Two weeks ago on the train, I sat next to a man with Tourrete’s syndrome. I knew he had Tourrete’s, because he kept violently shouting “Shitt!” and “Fuckk!” the way sufferers of the disorder often do. They yell differently than the rest of us. Have you ever noticed that? Like, whatever sharp letter within the word they shout – the letter that really clicks off the end of the tongue – gets more action. If I remember correctly, they’re called hard consonants? Yeah. This Tourette’s-man gave his hard consonants a lot of play.

Everything about him was perfectly in-focus: his shaggy, yellowed hair, his protruding round gut, his stiff and starched white collar, the bulky brown UPS package in his lap, his headphones, clipped behind his ears – perhaps he suffers from ear canals too small to house the traditional iPod plugs – even his awkwardly cocked legs cast an interesting shadow. So I scooted a little closer. And a little closer, again. When I was almost perched in the lap of Tourrete’s-man, this fucking fat masterpiece of a man, I overheard his chosen soundtrack through said clip-on headphones:

“Shout, shout, let it all out, these are the things I can do without…”

And in that moment, everything was perfect.

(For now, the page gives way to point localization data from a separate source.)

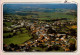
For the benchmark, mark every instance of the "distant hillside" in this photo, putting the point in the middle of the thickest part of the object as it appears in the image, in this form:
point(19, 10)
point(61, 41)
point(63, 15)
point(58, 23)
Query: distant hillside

If your medium is film, you are expected to bring exquisite moments to your audience through portraiture. If you can’t do that then you’re not an artist. You’re just a guy with a camera slapping social and racial significance on your personal photo album. Lucky for photographer Jamel Shabazz, art is relative to each of us. So maybe one of you will find yourself strangely attracted to Shabazz’s blatantly posed portraits. I’m going to stick with falling in momentary love with overweight men suffering from Tourette’s syndrome on the CTA. Fuck it. To each her own.